The Intel Mac boot process
This page collects information about the boot process on the Intel-based Apple Macintosh models.
The firmware in the Intel Macs is based on the Extensible Firmware Interface (EFI) specification. Actually, Apple has used Intel’s reference implementation, called the Platform Innovation Framework, also called just “Framework” or “Tiano”, its development codename. A stripped-down branch of the Framework has been released as Open Source under the name TianoCore. All interesting parts of the Framework are written in C, and extensive documentation is freely available.
The firmware is responsible for initializing the hardware and performing a POST (Power-On Self Test). During this phase, the video hardware will be initialized and set to display a blank grey screen.
While initializing the hardware the firmware also sets up EFI drivers for all relevant hardware devices. On the Intel Macs that includes the USB mouse and the IR remote receiver. Partitions on disk drives are discovered and file system drivers are set up for FAT and HFS+ volumes.
Operating System Selection
When it comes to locating and loading operating systems, Apple has customized the firmware. Like on PowerPC Macs, Apple takes a per-volume approach, with a graphical boot volume chooser that comes up when you boot with the Option key pressed. The default boot volume is stored in NVRAM and can be set through the “Startup Disk” preference pane.
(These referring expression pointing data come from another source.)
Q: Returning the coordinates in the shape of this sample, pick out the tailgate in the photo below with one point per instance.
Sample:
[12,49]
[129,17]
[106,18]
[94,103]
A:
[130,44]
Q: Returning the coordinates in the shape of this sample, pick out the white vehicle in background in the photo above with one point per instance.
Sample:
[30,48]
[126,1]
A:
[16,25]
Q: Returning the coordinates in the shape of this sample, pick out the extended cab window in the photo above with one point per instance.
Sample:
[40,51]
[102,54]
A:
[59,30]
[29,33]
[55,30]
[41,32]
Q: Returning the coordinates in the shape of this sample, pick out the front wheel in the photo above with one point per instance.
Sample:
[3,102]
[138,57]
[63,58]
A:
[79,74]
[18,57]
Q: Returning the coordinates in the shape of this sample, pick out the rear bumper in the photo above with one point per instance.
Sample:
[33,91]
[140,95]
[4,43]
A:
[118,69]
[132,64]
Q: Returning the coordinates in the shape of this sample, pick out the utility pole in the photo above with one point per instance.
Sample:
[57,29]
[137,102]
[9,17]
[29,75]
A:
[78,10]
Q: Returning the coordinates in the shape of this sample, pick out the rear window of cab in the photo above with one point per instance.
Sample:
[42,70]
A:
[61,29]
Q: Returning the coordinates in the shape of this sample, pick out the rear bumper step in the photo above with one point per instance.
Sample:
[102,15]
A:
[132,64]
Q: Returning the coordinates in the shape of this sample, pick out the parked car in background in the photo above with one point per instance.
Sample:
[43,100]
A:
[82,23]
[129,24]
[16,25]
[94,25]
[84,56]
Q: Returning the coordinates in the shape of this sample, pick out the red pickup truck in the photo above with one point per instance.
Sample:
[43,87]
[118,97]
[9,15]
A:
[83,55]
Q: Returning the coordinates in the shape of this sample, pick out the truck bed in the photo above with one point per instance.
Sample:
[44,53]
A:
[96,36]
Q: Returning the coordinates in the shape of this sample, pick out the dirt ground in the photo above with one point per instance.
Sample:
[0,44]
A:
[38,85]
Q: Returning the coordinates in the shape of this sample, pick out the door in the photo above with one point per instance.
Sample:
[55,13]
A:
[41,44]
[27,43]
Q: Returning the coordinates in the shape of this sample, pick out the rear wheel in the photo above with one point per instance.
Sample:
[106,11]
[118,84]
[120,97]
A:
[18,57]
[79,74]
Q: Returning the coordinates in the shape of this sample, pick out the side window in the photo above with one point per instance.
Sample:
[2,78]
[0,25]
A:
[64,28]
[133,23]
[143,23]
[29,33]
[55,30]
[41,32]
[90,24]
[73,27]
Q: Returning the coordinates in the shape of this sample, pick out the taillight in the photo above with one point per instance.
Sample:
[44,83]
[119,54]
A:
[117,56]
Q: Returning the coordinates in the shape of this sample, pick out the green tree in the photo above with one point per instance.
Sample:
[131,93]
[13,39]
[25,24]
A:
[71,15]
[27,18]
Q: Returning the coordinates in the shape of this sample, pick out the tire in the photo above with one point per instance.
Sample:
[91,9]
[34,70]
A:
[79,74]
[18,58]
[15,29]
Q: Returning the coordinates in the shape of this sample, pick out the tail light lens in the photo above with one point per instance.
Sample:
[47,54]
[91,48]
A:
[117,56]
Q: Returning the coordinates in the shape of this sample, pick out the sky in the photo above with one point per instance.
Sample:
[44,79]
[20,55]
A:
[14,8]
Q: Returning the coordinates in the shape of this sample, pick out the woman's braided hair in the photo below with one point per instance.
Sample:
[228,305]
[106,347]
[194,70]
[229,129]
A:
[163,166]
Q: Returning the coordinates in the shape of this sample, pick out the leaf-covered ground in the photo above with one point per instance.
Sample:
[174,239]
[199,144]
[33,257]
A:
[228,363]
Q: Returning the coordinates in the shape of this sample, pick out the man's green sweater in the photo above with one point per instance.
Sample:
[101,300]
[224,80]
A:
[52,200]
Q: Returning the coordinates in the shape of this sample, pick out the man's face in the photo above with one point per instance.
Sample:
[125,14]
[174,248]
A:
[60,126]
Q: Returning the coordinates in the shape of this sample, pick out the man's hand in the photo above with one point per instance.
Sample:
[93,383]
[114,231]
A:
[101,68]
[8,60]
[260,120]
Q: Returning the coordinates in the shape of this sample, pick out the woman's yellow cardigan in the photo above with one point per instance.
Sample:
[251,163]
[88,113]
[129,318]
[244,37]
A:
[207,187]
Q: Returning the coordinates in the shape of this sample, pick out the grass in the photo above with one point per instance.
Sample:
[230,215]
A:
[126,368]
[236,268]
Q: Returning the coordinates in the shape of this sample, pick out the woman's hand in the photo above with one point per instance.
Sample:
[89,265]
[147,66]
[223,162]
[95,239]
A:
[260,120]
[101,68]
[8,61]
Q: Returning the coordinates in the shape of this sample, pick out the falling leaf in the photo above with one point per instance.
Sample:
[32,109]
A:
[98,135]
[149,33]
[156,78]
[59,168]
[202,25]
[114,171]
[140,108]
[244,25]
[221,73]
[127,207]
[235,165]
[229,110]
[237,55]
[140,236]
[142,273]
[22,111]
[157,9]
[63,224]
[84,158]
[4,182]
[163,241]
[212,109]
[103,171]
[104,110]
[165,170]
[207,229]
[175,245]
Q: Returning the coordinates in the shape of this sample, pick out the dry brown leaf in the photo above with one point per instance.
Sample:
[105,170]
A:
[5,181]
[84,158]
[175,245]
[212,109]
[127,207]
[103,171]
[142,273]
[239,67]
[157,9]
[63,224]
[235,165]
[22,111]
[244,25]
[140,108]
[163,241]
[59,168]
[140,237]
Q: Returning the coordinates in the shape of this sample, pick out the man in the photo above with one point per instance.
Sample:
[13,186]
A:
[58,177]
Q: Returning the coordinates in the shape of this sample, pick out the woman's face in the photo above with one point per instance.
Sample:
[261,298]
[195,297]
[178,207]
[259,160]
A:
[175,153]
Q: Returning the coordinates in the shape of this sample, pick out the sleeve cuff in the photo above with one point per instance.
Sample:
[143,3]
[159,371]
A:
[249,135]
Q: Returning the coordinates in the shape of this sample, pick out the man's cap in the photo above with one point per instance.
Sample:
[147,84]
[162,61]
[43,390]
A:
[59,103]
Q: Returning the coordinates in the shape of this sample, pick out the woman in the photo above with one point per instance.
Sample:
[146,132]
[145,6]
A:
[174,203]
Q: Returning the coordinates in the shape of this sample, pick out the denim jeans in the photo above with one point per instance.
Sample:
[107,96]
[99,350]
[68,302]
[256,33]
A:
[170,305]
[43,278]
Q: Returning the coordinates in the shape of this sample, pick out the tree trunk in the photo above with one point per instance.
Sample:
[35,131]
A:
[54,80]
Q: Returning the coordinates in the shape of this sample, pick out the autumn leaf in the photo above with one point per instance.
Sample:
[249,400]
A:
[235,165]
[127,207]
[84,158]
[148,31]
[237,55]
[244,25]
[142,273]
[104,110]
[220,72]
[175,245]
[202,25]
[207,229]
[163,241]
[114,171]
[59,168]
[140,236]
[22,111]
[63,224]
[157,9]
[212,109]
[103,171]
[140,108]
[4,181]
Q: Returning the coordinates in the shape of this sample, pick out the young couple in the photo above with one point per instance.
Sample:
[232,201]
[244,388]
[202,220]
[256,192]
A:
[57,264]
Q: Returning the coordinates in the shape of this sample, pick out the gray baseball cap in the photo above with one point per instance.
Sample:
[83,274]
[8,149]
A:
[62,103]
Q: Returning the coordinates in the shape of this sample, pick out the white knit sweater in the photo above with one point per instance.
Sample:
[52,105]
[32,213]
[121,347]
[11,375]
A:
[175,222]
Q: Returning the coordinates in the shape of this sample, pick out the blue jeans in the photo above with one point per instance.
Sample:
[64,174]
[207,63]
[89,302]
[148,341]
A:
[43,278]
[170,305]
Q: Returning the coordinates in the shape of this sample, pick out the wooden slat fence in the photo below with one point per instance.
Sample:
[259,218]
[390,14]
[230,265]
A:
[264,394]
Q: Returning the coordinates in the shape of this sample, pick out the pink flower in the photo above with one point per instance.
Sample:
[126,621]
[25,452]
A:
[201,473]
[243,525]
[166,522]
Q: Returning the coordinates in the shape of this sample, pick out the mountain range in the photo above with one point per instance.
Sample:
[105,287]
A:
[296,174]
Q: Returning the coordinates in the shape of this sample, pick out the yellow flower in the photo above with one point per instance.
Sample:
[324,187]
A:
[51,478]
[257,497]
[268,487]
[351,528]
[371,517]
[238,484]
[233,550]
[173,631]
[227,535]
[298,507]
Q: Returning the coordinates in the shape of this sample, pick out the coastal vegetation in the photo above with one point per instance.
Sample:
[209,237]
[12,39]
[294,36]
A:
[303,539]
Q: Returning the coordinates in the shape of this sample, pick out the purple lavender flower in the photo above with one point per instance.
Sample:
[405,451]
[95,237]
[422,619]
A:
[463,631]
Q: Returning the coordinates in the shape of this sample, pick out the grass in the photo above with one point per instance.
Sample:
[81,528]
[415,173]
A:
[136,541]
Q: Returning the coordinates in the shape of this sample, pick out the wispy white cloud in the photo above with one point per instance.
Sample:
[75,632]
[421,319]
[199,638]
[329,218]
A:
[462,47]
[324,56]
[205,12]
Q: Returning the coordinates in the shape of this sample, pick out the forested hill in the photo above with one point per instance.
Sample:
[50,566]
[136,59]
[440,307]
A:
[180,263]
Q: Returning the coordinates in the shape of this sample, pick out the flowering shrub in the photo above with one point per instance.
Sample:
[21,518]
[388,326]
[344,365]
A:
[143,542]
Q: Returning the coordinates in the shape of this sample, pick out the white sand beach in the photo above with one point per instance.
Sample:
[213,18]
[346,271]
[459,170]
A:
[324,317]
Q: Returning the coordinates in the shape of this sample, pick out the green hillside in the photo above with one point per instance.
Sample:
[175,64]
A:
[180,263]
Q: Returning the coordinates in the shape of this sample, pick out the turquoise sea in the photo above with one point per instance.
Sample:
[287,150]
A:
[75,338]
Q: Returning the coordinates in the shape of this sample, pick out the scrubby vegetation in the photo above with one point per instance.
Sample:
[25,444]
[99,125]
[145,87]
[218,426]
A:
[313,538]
Under the hood, things are a bit complicated. Apple’s firmware uses most of the EFI infrastructure, but has both extended the base functionality and added its own UI on top.
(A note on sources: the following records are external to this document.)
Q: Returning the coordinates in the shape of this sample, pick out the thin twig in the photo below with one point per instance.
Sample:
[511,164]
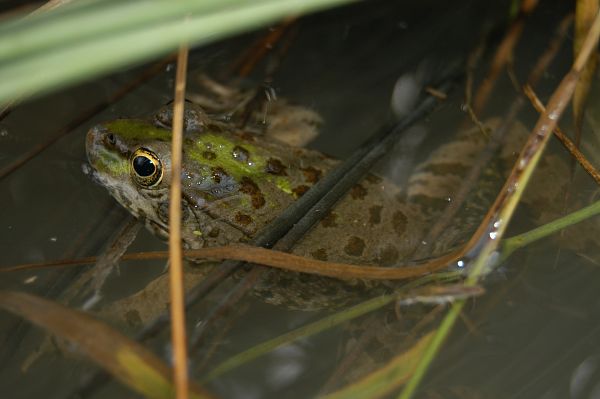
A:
[178,333]
[502,210]
[560,135]
[497,136]
[503,54]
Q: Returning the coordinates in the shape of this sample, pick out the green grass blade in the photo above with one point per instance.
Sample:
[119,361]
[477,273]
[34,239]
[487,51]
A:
[56,63]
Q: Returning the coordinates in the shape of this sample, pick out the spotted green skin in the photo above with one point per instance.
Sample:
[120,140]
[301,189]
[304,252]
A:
[235,183]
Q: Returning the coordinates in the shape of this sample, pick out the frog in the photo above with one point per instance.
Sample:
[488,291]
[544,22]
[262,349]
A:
[235,183]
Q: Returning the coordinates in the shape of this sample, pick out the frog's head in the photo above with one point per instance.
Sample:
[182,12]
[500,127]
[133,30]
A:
[221,174]
[132,159]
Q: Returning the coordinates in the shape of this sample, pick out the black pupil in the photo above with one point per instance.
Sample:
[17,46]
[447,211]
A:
[143,166]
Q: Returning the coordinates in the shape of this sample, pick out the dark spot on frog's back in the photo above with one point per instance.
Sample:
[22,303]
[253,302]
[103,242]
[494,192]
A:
[373,179]
[218,174]
[388,256]
[249,137]
[311,174]
[375,214]
[319,254]
[209,155]
[275,167]
[399,221]
[355,246]
[247,186]
[240,154]
[358,192]
[300,190]
[243,219]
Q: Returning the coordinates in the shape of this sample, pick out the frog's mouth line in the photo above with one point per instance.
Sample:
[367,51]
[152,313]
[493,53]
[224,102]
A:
[92,173]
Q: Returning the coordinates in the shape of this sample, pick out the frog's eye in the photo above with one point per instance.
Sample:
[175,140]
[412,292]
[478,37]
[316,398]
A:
[146,167]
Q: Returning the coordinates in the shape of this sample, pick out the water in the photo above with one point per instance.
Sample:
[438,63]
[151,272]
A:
[533,334]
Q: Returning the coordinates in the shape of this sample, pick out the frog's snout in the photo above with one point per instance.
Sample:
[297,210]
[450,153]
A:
[95,142]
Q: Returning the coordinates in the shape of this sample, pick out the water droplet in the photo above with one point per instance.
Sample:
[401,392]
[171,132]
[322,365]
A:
[30,280]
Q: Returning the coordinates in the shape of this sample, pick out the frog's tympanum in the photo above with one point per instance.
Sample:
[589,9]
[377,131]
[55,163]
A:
[235,183]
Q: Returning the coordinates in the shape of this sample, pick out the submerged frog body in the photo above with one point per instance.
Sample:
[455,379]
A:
[235,183]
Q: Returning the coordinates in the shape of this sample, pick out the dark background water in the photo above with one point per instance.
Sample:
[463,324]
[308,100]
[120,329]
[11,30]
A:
[534,333]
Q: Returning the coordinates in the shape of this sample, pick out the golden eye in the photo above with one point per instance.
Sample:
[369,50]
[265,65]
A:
[147,168]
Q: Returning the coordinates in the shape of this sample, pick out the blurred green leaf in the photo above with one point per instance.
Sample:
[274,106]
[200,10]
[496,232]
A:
[126,360]
[387,378]
[85,39]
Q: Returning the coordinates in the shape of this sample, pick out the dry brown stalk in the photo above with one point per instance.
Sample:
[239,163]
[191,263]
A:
[177,294]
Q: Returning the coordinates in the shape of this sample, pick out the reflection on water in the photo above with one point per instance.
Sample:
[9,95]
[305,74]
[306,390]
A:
[533,334]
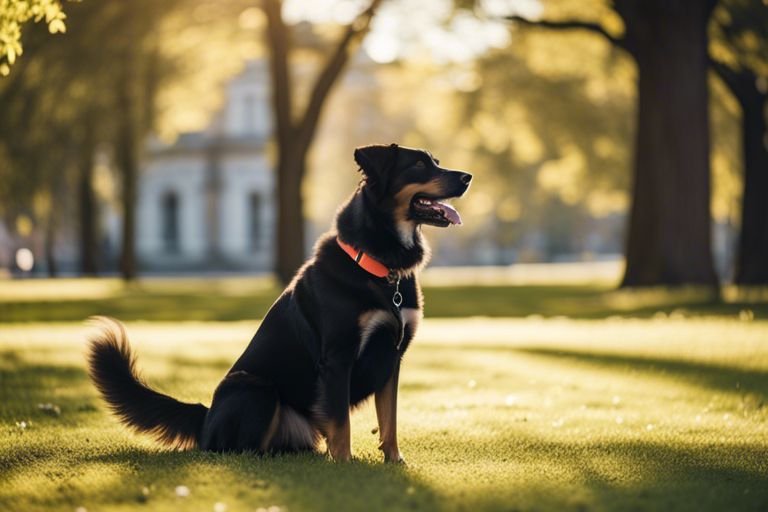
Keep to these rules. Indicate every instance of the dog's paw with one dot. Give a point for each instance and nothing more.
(395, 458)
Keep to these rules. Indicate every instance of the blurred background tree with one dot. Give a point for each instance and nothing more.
(546, 119)
(14, 14)
(668, 240)
(739, 57)
(294, 133)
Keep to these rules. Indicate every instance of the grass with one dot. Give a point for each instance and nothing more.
(495, 414)
(248, 298)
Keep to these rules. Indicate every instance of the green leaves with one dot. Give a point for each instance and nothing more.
(14, 14)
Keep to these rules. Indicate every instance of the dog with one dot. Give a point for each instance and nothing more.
(333, 338)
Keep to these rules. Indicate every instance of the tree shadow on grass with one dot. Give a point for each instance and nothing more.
(721, 378)
(297, 482)
(628, 474)
(59, 448)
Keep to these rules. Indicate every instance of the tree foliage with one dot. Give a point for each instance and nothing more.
(14, 14)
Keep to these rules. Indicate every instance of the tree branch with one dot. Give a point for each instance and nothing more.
(573, 25)
(742, 83)
(331, 71)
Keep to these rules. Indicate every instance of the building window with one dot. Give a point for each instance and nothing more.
(249, 115)
(254, 220)
(170, 222)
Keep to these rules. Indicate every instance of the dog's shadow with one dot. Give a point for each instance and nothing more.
(308, 481)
The main extension is that for HFS+ volumes, there is no need to specify the full path to the actual boot loader. Instead, HFS+ volume header fields are used to point to a “blessed file” to be loaded as an EFI application. When this feature is used, the NVRAM variables contain just the device path to the disk partition, without any file path.
For booting legacy BIOS-based operating systems, Apple takes a completely non-standard approach. The CSM (compatibility support module) is not loaded at all by default. When the decision is made to boot a BIOS-based operating system, a special EFI application is loaded from the firmware ROM to kick off the BIOS boot process. When the user chooses Windows as the default operating system in the “Startup Disk” pane, the NVRAM variables are actually set to point at this special loader, plus a parameter that tells it which device to boot from.
In addition to these two main booting methods, the firmware also supports booting from the network and booting an EFI loader specified by a full file path on an accessible FAT volume.
Booting Mac OS X
The Mac OS X boot loader is located in /System/Library/CoreServices/boot.efi. When loaded by the firmware, it displays a dark grey Apple logo on the screen. Then it loads the Darwin kernel from disk, as well as the essential driver extensions. Once the kernel gets control of the machine, the rest of the boot process is identical to PowerPC machines.
Booting a BIOS-based Operating System
Once the compatibility support module (CSM) is engaged, the boot process proceeds the same way as on a standard PC. For hard disk boots, the master boot record (MBR) is loaded into RAM and executed. In most cases, the MBR holds code that loads the boot sector of the active partition, which then contains actual OS loader code.
The Role of bless
The bless command has two functions. One is to fill in the special fields in the HFS+ volume header. As outlined above, this lets the firmware boot Mac OS X just by picking a volume. The other role is in setting the NVRAM variables for the default operating system to boot.